The key question is an unlimited general strike

Instead of bringing down the government through an unlimited general strike, the Stalinist KKE continues its sectarian course, covering its passivity with radical phrases. The Syriza majority, which is mainly based on Synaspismos, is also still opposed to an unlimited general strike. That is primarily because the reformist leadership is hoping for new elections and the opportunity to enter government itself.

Neither more attacks nor the growing threat of fascism can be defeated in this way. In Greece, where one in four, and amongst the youth more than one in two, is unemployed, the question “Socialism or Barbarism" is posed ever more sharply.

That can be seen in the radicalisation of the rank and file. On Thursday, after the end of the “official" general strike, the workers on the buses and the Metro in Athens stayed out on strike. In many trade unions the question of an unlimited general strike is now being openly discussed. Quite right too! Stopping the austerity package has to go hand in hand with bringing down the bourgeois government. But that makes it even more important to openly pose the question “what should come after the general strike, after the downfall of this government?”

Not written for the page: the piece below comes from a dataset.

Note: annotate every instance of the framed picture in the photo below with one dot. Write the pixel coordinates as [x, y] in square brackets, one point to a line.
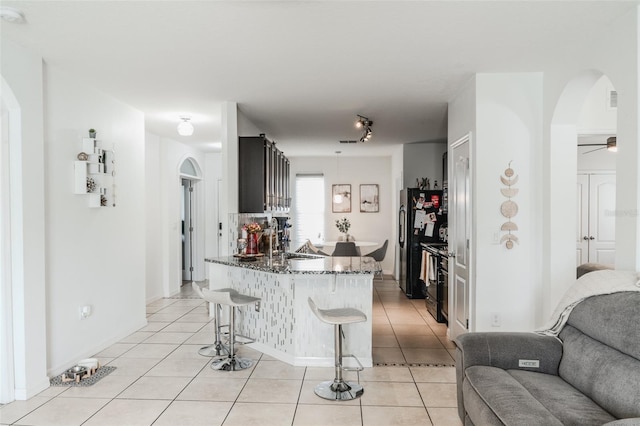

Strike committees, district assemblies and defence organisations against attacks by the fascists and the state would have to be built during such a strike. Bringing down the government of DIMAR, PASOK and ND with an unlimited general strike, however, should not just mean new elections but rather the formation of a workers' government, based on the fighting organisations built during such a mobilisation. We must demand that the trade unions, the KKE and Syriza take up such a strategy. The formation of such a government, even if in the last analysis it was still a bourgeois workers' government, would constitute a major step forwards because it would lead to a sharpening of the contradictions.

Without any doubt, the reformist leaders of Syriza, the KKE and the trade unions would try to hold this movement within the limits of bourgeois law and order. Syriza would hope to come to a deal with the leaders of the EU, the European Central bank etc. The KKE would propose a cross-class “People's Government" and “people power". Ultimately, both want only to reform and take over the bourgeois state apparatus.

What is necessary, however, is to smash it and replace it with workers' councils and militia. Only this could ensure that the mass movement and its government could base itself on its own organisations, with which it could implement its own policies and defend them against the resistance of the reactionary state apparatus and the fascists.

Revolutionaries, therefore, must not only lead the fight for the building of workers' councils but also for soldiers' councils and for the disarming of the counterrevolution and the apparatus of repression. By these means we can also win the trust of the youth and the workers as the most determined wing of the revolution. Ultimately, the struggle must result in the overthrow of the bourgeois state, expropriation of the capitalists and the building of a democratic planned economy.

The resistance in Greece and the struggle within the workers' movement against the reformist leadership needs our full support! An isolated Greek workers' movement, an isolated Greek revolution, could not survive for long. The general strikes and mass protests in Greece and in southern Europe are raising ever more clearly the question of a pan-European general strike and the demand for the United Socialist States of Europe!